Un élève policier hors service agressé

Les faits s’étaient déroulés à Paris le 14 mai dernier, alors qu’Antoine*, souffrant, quittait tôt dans la matinée le commissariat dans lequel il effectuait son stage. C’est en cherchant une pharmacie que l’élève policier avait surpris une scène de violence dans une boulangerie où un individu « de type africain » s’en prenait à un couple de touristes, tentant de les voler avant de les frapper.

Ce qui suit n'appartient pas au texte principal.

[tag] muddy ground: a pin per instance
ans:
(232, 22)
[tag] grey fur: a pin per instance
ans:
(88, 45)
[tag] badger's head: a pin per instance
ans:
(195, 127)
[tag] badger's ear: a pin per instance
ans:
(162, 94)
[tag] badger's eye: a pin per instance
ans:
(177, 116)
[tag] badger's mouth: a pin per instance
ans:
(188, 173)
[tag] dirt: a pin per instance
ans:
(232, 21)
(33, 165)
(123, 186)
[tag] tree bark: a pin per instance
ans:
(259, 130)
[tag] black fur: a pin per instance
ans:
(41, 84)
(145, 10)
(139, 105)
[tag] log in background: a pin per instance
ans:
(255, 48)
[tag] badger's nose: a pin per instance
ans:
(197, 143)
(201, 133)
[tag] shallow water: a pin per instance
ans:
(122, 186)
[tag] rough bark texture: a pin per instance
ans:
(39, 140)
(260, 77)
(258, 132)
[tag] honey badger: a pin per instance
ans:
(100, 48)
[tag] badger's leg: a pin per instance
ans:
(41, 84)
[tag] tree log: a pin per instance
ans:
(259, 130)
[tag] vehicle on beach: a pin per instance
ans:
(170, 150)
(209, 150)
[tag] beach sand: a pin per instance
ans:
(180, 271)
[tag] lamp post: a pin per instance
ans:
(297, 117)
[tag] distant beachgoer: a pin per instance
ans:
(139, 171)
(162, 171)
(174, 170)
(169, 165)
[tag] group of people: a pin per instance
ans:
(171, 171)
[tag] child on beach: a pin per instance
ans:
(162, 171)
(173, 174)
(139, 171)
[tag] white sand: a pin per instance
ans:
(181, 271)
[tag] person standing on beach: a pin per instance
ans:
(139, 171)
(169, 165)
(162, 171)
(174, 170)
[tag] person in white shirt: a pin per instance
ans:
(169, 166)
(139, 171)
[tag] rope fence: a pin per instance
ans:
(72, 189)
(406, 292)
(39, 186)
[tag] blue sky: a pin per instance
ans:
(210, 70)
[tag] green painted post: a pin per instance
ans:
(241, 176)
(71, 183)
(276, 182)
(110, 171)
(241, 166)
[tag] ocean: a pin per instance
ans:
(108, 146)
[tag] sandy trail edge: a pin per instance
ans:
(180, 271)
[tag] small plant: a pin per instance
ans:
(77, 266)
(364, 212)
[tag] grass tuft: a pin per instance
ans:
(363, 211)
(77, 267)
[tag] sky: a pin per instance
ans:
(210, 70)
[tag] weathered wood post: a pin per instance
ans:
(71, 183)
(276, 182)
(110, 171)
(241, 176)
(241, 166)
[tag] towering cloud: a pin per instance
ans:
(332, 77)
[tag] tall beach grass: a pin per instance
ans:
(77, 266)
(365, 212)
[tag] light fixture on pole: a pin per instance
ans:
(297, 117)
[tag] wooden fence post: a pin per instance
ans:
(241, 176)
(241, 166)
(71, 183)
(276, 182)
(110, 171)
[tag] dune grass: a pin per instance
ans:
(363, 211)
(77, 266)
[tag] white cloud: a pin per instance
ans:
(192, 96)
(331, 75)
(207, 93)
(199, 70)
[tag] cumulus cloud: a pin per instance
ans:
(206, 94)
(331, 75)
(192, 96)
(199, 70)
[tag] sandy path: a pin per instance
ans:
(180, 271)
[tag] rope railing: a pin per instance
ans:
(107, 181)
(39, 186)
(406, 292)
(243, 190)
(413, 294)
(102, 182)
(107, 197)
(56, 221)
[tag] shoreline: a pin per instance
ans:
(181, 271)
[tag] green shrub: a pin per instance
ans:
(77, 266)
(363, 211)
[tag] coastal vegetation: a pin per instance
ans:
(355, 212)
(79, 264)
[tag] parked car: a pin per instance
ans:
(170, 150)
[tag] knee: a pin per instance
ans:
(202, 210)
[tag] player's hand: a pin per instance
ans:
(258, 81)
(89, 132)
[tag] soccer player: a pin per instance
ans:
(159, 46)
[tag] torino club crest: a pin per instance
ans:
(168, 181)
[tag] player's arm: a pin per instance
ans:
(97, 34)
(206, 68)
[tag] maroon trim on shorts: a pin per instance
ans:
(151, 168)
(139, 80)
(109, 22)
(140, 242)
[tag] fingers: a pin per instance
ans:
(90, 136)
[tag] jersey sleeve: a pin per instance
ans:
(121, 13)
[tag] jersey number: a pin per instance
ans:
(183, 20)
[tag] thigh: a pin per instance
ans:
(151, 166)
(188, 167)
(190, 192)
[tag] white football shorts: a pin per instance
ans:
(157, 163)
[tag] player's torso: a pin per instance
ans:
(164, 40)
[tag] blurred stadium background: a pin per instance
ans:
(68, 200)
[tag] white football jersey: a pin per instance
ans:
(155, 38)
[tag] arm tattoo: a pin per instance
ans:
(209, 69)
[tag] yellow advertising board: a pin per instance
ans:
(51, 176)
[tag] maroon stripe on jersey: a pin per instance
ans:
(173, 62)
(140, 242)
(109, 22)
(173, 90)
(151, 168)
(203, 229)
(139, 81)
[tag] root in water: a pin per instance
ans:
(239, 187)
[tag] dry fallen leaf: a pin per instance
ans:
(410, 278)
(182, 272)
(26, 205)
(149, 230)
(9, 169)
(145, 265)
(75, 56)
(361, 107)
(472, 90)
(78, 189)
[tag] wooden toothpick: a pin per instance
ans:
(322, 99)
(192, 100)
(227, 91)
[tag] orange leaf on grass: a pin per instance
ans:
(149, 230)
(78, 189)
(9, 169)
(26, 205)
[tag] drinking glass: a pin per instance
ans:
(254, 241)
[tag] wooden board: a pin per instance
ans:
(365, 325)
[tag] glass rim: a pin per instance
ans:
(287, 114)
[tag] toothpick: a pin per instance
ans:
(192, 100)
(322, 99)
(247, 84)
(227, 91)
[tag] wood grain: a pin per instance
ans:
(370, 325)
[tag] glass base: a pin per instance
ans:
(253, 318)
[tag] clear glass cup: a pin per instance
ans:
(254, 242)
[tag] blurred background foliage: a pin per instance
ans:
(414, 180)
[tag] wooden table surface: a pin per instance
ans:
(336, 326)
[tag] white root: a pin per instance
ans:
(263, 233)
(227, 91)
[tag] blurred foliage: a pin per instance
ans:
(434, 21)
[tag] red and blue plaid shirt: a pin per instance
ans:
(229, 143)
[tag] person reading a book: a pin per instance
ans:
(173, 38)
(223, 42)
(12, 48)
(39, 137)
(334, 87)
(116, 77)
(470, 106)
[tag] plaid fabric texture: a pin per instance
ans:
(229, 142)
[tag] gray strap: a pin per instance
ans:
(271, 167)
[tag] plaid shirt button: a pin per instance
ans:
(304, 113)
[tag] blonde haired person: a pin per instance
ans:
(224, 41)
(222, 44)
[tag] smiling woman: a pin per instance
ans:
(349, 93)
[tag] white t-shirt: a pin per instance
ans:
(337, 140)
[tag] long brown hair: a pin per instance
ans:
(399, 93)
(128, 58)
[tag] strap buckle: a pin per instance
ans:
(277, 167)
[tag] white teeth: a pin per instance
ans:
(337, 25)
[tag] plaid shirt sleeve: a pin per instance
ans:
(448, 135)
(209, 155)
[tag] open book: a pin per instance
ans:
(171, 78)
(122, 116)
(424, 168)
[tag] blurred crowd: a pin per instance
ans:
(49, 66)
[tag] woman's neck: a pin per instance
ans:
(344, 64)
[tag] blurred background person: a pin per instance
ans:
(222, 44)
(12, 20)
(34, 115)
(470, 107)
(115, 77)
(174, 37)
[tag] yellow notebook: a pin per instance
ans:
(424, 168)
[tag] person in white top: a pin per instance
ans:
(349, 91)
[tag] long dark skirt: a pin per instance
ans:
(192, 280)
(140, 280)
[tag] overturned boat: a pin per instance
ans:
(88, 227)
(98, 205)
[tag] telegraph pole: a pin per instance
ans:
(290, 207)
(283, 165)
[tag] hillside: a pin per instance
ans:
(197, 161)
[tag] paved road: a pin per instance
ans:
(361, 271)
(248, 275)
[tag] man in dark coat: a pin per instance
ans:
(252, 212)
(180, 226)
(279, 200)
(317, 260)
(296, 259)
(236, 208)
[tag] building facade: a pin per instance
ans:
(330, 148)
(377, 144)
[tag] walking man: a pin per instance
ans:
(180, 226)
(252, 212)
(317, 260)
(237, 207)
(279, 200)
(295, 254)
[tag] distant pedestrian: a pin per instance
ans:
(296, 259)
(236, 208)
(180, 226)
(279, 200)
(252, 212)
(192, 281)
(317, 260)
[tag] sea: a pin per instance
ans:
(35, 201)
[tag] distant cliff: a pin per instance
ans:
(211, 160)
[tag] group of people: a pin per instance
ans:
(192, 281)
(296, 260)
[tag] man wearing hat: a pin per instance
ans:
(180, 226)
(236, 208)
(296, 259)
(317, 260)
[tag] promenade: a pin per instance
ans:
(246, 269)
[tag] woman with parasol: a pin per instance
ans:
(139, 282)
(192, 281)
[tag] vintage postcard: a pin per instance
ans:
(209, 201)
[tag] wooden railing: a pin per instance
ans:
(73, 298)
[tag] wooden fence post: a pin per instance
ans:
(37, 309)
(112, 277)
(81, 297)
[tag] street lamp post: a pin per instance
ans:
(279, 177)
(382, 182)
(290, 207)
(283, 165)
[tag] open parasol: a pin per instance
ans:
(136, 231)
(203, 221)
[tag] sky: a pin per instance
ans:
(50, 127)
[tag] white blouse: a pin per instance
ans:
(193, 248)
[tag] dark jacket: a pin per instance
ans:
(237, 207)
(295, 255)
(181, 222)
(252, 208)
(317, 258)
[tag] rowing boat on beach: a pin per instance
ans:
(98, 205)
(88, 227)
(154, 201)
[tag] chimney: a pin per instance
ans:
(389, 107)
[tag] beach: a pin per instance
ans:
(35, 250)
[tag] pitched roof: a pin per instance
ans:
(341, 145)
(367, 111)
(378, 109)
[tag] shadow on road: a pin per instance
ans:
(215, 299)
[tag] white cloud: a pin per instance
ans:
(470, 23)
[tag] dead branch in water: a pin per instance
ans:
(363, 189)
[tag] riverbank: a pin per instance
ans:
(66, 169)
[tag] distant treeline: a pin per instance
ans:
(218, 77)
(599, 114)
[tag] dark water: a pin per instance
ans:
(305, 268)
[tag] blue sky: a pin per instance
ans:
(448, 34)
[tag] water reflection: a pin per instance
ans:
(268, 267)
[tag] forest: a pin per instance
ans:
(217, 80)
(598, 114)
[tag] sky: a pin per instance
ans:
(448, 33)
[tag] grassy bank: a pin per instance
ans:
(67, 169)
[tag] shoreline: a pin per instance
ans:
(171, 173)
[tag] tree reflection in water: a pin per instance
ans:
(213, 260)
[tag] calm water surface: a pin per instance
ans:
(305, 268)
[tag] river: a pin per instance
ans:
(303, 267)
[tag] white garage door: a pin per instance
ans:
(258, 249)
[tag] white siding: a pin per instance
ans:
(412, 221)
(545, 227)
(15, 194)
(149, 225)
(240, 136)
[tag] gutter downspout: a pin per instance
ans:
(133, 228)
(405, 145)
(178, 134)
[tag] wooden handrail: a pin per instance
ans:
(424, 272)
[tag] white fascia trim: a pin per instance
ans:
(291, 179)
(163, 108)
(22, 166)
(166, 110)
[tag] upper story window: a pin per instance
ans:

Si ce n’est pas pour cette première agression, demeurée sans poursuite, qu’Ibrahima Dialo comparaissait, ce mardi, devant la Justice, c’est pour le passage à tabac d’Antoine, qui s’était lancé à sa poursuite jusqu’à la place de la République, où le sans-abri avait ses habitudes. Ce dernier, qui l’avait aperçu le suivre, s’était alors violemment retourné contre lui avant de lui assener des coups de poing, des coups de pied, puis de lui enfoncer les doigts dans les yeux, en dépit du fait qu’il lui ait décliné à plusieurs reprises sa qualité de policier.

Un élément qu’Ibrahima Dialo se défend d’avoir compris, assurant qu’il pensait qu’Antoine n’était pas un véritable policier et que la carte qu’il portait autour du cou, attestant de sa qualité, était volée. Raison pour laquelle, tente-t-il d’expliquer à la cour, il la lui avait arrachée alors que la victime était au sol, avant d’aller la tendre à une voiture de la mairie qu’il avait prise pour un véhicule de police, comme en attestent les caméras de vidéosurveillance.

Les images montrent également le prévenu réaliser une clef de bras sur sa victime avant que n’intervienne une patrouille de police. Un geste auquel Ibrahima Dialo ne voit aucun problème : « Même s'il était policier, il fallait d'abord lâcher ma ceinture pour dialoguer », justifie l’accusé.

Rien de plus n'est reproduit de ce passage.